Ebola virus only. [Table altered from Stroeher and Feldmann (Stroeher and Feldmann, 2006).]

Filoviral hemorrhagic fever

Clinical presentation

Following an incubation period of 2–21 days, human EBOV and MARV infections normally show an abrupt disease onset that is characterized by flu-like symptoms (fever, chills, malaise and myalgia). The subsequent signs and symptoms indicate multi-system involvement, including systemic (prostration, lethargy), gastrointestinal (anorexia, nausea, vomiting, abdominal pain, diarrhea), respiratory (chest pain, shortness of breath, cough), vascular (conjunctival injection, postural hypotension, edema) and neurologic (headache, confusion, seizure, coma) manifestations. Hemorrhagic manifestations may develop during the peak of the illness and include petechiae, ecchymoses, uncontrolled bleeding from venipuncture sites, epistaxis and other mucosal hemorrhages, and postmortem evidence of visceral hemorrhagic effusions. In addition, there is often a maculopapular rash associated with varying degrees of erythema and desquamation. In late stages of the disease, shock, convulsions, severe metabolic disturbances and diffuse coagulopathy occur. Fatal cases develop clinical signs early during infection and demise typically occurs in the second week, mainly as a result of the consequences of hypovolemic shock. Fever is present in nonfatal cases for about 5–9 days and improvement typically coincides with when the antibody response is noted (days 7–11). Convalescence is prolonged and sometimes associated with myelitis, recurrent hepatitis, psychosis or uveitis (for reviews, see Martini and Siegert, 1971; Pattyn, 1978; Peters and LeDuc, 1999; Feldmann et al., 2003; Sanchez et al., 2007).

Pathogenesis

In general terms, human VHF resulting from EBOV and MARV infections is associated with fluid distribution problems, hypotension and coagulation disorders, and often leads to fulminant shock and subsequent multiorgan system failure (Fig. 1). Viral replication, in conjunction with immune and vascular dysregulation, is thought to play a role in disease development. Specific organ involvement includes extensive disruption of the parafollicular regions in the spleen and lymph nodes, and proliferation of the virus in mononuclear phagocytic cells has been demonstrated. A dramatic lymphopenia is thought to be the result of ‘bystander apoptosis’, most likely triggered through either mediators released from virus-activated primary target cells or by as yet unidentified interactions between host and viral products.
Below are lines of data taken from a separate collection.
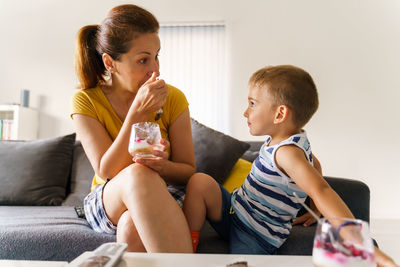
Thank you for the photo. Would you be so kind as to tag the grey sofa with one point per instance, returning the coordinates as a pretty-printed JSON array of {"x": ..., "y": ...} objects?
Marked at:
[{"x": 48, "y": 232}]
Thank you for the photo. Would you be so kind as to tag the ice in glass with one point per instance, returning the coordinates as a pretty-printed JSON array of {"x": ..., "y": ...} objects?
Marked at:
[{"x": 145, "y": 137}]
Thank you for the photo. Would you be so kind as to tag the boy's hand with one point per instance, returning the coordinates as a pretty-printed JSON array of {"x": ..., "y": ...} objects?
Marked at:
[{"x": 306, "y": 219}]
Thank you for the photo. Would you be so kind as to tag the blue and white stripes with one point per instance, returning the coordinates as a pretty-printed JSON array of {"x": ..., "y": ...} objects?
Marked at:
[{"x": 265, "y": 202}]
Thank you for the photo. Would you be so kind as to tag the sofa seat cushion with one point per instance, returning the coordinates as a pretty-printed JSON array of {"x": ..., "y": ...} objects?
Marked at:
[
  {"x": 35, "y": 172},
  {"x": 46, "y": 233},
  {"x": 216, "y": 153}
]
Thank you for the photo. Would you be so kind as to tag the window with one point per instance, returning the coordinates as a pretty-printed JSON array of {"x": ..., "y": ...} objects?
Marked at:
[{"x": 192, "y": 58}]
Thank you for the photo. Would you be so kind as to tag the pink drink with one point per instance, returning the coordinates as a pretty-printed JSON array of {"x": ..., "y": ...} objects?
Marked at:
[
  {"x": 145, "y": 137},
  {"x": 347, "y": 244}
]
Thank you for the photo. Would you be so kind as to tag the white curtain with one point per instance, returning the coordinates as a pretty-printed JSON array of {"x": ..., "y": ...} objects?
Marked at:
[{"x": 192, "y": 58}]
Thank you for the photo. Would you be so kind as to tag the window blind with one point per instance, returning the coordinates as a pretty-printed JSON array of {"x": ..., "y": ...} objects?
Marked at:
[{"x": 192, "y": 58}]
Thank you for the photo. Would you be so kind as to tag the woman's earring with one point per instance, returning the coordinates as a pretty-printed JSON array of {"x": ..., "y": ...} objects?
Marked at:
[{"x": 107, "y": 75}]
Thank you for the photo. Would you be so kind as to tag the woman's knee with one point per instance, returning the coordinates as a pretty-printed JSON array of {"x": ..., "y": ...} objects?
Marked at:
[
  {"x": 201, "y": 182},
  {"x": 127, "y": 233},
  {"x": 137, "y": 176}
]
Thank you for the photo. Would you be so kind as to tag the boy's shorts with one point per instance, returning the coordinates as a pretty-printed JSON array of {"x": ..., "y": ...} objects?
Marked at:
[
  {"x": 241, "y": 239},
  {"x": 96, "y": 215}
]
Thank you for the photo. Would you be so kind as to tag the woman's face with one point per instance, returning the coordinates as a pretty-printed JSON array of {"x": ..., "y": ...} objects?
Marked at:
[{"x": 136, "y": 66}]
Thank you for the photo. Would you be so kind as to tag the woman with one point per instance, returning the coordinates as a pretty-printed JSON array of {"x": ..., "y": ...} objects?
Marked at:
[{"x": 117, "y": 66}]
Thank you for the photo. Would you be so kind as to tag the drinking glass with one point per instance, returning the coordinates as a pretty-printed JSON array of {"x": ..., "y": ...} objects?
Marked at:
[
  {"x": 144, "y": 138},
  {"x": 342, "y": 242}
]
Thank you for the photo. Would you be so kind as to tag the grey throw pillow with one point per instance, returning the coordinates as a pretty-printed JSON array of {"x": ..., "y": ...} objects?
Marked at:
[
  {"x": 35, "y": 172},
  {"x": 216, "y": 153}
]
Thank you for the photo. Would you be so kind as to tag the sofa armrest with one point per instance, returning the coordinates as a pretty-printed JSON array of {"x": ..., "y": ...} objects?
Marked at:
[{"x": 354, "y": 193}]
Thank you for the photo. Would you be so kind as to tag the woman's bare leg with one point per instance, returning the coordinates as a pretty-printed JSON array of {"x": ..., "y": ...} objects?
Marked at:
[
  {"x": 159, "y": 220},
  {"x": 127, "y": 233},
  {"x": 203, "y": 200}
]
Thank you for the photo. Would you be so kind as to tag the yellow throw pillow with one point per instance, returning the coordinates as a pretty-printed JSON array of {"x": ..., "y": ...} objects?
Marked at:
[{"x": 238, "y": 174}]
In contrast to the activation of monocytes/macrophages, infected dendritic cells were impaired in the secretion of pro-inflammatory cytokines, the production of co-stimulatory molecules and the stimulation of T cells. The ability of filoviruses to interfere with the host innate immune system, especially the interferon (IFN) response, has been attributed to the virion proteins (VP) 35 and VP24. Overall, EBOV and MARV infections clearly affect the innate immune response but with obvious varying outcomes. In particular, the presence of IL-1β and elevated levels of IL-6 during the early symptomatic phase of the disease have been suggested as blood markers for survival, whereas the release of IL-10 and high levels of neopterin and IL-1 receptor antagonist (IL-1RA) during the early stage of disease are more indicative of fatal outcomes (for reviews, see Feldmann et al., 2003; Sullivan et al., 2003; Geisbert and Hensley, 2004; Geisbert and Jahrling, 2004; Mohamadzadeh et al., 2007; Sanchez et al., 2007).

Fig. 1.

Fig. 1.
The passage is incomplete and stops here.